We zouden over en weer meer moeite doen elkaar te begrijpen. Wij in het westen zouden ons meer moeten proberen te verplaatsen in de situatie van migranten, in wat het betekent om huis en haard achter te moeten laten en te moeten proberen te aarden in een land waar geloof, gebruiken en gedrag, en sociale normen en waarden totaal verschillend zijn.’
Globalisering
Ten gevolge van klimaatverandering zal migratie naar verwachting nog veel grotere vormen gaan aannemen.

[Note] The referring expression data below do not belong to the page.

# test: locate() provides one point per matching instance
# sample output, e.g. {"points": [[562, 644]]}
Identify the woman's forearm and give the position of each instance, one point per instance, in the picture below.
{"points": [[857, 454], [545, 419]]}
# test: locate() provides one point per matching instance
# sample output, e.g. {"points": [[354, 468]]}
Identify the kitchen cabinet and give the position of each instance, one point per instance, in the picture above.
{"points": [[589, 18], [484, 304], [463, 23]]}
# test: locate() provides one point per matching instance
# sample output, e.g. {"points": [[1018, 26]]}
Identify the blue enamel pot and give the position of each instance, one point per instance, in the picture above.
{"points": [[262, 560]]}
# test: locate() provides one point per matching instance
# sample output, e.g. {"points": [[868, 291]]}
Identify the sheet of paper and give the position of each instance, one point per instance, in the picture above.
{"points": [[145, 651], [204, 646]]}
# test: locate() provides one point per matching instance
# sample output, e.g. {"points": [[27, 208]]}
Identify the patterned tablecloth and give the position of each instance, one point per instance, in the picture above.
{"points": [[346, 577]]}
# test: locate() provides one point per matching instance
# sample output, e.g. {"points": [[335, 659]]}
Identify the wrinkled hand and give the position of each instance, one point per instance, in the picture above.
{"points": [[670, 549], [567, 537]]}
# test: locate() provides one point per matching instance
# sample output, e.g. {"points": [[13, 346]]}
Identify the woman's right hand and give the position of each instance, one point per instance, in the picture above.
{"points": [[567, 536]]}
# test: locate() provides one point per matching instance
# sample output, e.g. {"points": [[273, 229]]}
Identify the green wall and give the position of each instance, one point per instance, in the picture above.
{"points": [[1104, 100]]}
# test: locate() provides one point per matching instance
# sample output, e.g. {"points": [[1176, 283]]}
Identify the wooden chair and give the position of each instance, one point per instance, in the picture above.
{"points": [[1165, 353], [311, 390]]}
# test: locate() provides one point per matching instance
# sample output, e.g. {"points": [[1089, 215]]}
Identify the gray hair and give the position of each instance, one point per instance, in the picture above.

‘Inderdaad ontvluchten meer en meer mensen vanwege klimaatproblemen hun land, of vanwege geweld. De grootste uitdaging waar de Europese Unie voor staat, is het in goede banen leiden van de globalisering. Landen zijn veel heterogener geworden; er bestaat niet meer zoiets als Nederland voor de Nederlanders of Spanje voor de Spanjaarden. Elk land heeft inwoners uit wel tig culturen. Maar er heerst nu vooral wantrouwen. Onze democratieën zullen een oplossing moeten vinden om op een fatsoenlijke manier te kunnen samenleven.
De publieke ruimte moet een veilige plek zijn voor ieder mens, ongeacht waar je bent geboren. Dus we zullen beter moeten leren samenleven met elkaar en elkaars verschillen. Niet de ene cultuur opdringen aan de andere, maar meer open voor elkaar staan en van elkaar leren, in plaats van te denken dat de ene cultuur superieur is aan de andere. Dat betekent ook dat allemaal dezelfde rechten en plichten moeten hebben, zodat iederéén zich gerespecteerd en gewaardeerd voelt. De veiligheid van de openbare ruimte waarin we met elkaar samenleven moeten we bewaren en bewaken, en dat gaat ons allemaal aan.’
Wat kan literatuur, een boek als het uwe, daarin betekenen?
‘Een roman kan een vraagstuk vanuit verschillende perspectieven te laten zien, en de lezer uitnodigen om even in iemands schoenen te gaan staan en daarover na te denken. Mijn roman gaat over de invloed van geweld, ontworteld zijn, het westen versus het oosten, de rol van de media. Ik hoop dat je daar dichterbij komt doordat je over de geschiedenis van de personages leest en zo misschien heel even in hun huid kruipt. Niet om hun daden goed te praten of medelijden op te wekken, niet om ze te veroordelen, maar om ze te begrijpen. Om te begrijpen waarom iemand zoals Abir, die ingenieur wil worden, eindigt als zelfmoordterrorist.’
Mevrouwtje waarom
Hoe moeilijk was het voor u om zich in te kunnen leven in uw personages? Zij staan nogal ver van u af.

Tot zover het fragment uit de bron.